That being said, I regret that we have switched from good_job (https://github.com/bensheldon/good_job). The thing is - Basecamp is a MySQL shop and their policy is not to accept RDMS engine specific queries. You can see in their issues in Github that they try to stick "universal" SQL and are personally mostly concerned how it performs in MySQL(https://github.com/rails/solid_queue/issues/567#issuecomment... , https://github.com/rails/solid_queue/issues/508#issuecomment...). They also still have no support for batch jobs: https://github.com/rails/solid_queue/pull/142 .
I've also run into issues where a db connection pool is filled up and solid queue silently fails. No error or logs, just stops polling forever until manual restart. Far from ideal.

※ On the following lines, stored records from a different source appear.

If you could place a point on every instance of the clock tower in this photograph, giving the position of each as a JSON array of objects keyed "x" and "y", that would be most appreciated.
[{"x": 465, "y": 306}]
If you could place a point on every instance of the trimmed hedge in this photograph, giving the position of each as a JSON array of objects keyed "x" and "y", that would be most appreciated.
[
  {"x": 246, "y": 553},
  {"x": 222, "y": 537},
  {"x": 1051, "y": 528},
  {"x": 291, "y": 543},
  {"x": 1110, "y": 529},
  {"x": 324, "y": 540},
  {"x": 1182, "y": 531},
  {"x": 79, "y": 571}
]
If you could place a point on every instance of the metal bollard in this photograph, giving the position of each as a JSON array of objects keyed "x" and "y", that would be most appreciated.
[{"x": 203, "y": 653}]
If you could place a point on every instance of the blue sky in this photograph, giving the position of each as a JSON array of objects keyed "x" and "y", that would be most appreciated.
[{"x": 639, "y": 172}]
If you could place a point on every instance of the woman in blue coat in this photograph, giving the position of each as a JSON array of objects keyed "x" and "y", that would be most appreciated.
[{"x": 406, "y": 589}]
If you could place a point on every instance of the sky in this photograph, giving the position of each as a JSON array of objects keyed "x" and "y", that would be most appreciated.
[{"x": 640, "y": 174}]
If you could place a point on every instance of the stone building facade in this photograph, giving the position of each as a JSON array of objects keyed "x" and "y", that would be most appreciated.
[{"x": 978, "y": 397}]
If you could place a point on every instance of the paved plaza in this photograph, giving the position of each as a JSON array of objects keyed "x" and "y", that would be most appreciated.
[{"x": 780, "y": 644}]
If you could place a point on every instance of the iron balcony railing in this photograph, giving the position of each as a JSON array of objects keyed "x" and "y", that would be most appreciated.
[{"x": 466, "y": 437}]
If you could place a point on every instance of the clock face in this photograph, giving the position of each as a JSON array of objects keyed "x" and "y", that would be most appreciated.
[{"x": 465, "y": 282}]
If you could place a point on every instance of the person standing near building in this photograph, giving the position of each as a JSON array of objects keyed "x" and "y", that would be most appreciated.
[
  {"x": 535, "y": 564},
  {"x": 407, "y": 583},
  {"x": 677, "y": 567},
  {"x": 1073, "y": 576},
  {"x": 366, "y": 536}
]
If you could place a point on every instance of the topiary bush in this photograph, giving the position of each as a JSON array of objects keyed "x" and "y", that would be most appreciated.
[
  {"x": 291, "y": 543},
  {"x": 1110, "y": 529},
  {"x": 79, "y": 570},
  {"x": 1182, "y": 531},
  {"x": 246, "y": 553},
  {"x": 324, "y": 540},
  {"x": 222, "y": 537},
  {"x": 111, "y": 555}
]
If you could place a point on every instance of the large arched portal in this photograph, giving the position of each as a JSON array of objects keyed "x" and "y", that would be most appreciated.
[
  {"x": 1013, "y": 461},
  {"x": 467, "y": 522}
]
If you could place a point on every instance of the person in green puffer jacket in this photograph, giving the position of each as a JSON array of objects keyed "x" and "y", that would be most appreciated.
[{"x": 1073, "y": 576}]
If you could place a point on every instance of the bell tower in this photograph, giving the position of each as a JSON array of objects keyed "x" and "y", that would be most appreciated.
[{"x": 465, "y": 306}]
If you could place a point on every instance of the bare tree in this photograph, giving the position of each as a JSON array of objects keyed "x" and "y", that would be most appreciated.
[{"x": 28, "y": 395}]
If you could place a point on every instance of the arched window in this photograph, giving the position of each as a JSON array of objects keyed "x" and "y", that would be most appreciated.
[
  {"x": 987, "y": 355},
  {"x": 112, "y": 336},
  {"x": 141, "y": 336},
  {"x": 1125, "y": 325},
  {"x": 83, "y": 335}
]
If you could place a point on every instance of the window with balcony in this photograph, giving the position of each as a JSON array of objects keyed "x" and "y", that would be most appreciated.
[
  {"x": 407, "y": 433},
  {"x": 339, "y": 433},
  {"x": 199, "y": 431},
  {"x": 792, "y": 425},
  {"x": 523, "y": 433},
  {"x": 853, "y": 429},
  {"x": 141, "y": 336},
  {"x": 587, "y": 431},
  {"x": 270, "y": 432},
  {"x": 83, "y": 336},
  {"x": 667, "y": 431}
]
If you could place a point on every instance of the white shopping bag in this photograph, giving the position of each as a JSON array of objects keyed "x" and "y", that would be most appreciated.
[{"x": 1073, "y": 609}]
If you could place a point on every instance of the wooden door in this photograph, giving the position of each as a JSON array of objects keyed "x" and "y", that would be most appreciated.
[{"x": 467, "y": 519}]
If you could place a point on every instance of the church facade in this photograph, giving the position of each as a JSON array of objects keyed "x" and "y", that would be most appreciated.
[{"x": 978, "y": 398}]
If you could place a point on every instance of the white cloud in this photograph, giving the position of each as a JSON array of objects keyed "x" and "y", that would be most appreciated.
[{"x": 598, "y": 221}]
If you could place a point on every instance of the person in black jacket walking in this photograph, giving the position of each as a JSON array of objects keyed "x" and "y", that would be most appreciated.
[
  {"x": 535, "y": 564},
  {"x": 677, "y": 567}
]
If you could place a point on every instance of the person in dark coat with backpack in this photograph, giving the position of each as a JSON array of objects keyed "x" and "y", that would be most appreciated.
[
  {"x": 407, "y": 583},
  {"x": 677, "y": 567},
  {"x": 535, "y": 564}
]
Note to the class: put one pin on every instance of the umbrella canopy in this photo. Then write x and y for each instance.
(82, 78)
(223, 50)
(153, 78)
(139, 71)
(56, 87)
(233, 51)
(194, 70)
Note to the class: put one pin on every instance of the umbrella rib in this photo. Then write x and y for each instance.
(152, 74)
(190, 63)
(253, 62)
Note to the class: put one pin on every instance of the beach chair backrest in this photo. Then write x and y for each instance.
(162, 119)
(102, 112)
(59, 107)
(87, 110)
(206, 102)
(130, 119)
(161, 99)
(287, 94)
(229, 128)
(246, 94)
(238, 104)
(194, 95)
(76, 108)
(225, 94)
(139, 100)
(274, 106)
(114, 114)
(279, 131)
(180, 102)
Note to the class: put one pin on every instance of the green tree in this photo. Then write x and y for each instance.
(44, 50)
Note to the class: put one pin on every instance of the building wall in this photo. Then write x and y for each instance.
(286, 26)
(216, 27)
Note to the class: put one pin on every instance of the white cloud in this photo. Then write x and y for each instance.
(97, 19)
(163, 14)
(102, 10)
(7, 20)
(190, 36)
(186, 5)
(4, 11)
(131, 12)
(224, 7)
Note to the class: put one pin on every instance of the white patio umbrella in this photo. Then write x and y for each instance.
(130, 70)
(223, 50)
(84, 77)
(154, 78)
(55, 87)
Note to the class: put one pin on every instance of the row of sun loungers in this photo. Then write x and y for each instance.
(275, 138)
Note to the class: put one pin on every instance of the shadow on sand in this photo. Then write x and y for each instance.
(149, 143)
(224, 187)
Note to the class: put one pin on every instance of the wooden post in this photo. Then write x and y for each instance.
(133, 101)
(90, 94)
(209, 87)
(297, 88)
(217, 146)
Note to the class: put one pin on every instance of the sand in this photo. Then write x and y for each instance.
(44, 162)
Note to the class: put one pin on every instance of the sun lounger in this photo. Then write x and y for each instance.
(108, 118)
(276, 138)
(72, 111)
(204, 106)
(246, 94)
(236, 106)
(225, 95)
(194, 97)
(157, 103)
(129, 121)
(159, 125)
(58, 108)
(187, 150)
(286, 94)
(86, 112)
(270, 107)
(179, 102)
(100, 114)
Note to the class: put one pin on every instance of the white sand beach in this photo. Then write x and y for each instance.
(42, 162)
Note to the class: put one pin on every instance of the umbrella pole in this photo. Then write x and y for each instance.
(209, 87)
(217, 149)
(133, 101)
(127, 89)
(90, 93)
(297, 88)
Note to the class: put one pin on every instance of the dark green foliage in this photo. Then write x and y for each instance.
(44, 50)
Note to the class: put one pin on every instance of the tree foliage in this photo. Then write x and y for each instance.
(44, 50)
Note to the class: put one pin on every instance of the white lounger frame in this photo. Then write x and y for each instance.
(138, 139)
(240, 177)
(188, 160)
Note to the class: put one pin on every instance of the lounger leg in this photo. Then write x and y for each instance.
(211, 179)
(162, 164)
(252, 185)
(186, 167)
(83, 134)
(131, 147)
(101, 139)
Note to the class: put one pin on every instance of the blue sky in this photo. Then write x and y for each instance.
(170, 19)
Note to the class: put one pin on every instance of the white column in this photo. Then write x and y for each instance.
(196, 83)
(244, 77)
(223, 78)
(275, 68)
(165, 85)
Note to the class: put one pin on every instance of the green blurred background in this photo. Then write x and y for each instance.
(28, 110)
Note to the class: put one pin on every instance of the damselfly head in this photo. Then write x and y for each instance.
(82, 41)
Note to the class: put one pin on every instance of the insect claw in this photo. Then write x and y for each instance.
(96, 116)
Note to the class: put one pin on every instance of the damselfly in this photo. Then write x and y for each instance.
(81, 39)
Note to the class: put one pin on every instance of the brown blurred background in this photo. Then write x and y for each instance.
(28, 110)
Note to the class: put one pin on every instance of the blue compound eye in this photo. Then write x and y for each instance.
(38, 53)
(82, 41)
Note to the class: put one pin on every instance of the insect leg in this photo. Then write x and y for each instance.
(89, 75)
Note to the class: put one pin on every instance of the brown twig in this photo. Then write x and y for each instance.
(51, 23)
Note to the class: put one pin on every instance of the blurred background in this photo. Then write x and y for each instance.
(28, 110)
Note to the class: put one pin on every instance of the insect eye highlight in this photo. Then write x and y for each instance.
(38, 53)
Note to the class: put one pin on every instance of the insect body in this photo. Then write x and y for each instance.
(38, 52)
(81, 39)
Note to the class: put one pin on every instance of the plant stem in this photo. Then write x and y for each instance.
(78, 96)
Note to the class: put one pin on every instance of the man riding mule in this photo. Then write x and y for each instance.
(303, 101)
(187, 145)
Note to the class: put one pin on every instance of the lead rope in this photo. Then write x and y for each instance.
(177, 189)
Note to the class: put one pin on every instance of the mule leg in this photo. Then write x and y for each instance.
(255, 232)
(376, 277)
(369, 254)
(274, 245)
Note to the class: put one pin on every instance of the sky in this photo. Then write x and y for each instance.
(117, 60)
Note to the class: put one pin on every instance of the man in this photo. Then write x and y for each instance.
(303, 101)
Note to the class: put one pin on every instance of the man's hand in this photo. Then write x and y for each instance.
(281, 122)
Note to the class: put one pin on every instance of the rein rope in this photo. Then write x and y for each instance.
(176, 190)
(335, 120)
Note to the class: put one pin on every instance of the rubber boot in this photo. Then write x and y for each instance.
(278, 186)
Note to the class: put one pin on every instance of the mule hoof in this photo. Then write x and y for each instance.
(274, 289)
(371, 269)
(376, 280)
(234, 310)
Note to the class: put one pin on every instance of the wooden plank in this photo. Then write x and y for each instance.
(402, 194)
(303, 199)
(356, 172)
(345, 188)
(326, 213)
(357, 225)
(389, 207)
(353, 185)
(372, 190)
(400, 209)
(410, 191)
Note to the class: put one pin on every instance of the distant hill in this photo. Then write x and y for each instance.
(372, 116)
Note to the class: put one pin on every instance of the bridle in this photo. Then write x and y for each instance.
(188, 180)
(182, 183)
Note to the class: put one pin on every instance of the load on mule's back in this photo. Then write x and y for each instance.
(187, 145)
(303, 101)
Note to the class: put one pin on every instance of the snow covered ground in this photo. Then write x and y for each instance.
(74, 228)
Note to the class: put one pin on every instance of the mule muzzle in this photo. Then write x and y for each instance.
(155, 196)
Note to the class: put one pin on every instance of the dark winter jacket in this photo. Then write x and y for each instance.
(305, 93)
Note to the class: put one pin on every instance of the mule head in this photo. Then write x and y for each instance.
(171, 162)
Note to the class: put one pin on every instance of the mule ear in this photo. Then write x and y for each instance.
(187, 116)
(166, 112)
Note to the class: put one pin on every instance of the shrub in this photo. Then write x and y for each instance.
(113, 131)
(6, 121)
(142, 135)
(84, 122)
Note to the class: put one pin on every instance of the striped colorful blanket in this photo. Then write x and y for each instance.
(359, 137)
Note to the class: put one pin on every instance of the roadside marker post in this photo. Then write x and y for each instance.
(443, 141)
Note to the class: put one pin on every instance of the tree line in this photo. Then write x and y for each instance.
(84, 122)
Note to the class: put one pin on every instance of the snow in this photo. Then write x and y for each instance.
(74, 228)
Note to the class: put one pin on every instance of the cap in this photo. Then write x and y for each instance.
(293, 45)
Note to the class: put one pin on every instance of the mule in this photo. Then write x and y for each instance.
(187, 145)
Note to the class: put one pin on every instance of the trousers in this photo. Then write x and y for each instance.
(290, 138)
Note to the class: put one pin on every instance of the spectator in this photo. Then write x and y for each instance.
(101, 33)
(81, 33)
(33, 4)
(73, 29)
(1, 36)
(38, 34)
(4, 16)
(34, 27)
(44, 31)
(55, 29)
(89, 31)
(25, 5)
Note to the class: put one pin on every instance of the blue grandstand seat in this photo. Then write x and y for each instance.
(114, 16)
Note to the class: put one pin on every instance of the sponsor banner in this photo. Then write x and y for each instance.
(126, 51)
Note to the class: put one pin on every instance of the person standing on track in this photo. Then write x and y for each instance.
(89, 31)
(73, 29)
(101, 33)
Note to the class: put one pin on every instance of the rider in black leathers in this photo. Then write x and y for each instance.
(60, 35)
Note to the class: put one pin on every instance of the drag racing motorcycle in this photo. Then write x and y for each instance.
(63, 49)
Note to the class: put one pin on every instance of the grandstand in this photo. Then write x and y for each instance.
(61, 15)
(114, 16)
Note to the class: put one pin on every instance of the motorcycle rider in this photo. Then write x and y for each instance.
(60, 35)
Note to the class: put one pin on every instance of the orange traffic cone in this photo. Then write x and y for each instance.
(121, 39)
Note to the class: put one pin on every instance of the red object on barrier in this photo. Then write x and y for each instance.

But, I can live with it. I am going for minimal maintenance, and the ability to run solid queue under puma inside rails on cloud run is just so easy. Having ~3 solid queue related issues a year is acceptable for my use case, but that doesn't mean it will be ok for others.
I am (and have been for a while, not in a hurry) considering them each as a move off resque.
The main blocker for me with GoodJob is that it uses certain pg-specific features in a way that makes it incompatible with transaction-mode in pgbounder -- that is, it requires persistent sessions. Which is annoying, and is done to get some upper-end performance improvements that I don't think matter for my or most scales. Otherwise, I much prefer GoodJob's development model, trust the maintainer's judgement more, find the code more readable, etc. -- but that's a big But for me.
Why? Is it so they can switch in future?
That's largely the case.
Rails provide an abstracted API for jobs (Active Job). Of course some application do depend on queue implementation specific features, but for the general case, you just need to update your config to switch over (and of course handle draining the old queue).
Losing that guarantee can make the eventual migration harder, even if that migration is to a different postgres instance than the primary db.
Using the database as a queue, you no longer need to setup transaction triggers to fire your tasks, you can have atomic guarantees that the data and the task were created successfully, or nothing was created.
> it shouldn’t be the same as the production database
This is highly dependent on the application (scale, usage, phase of lifecycle, etc.)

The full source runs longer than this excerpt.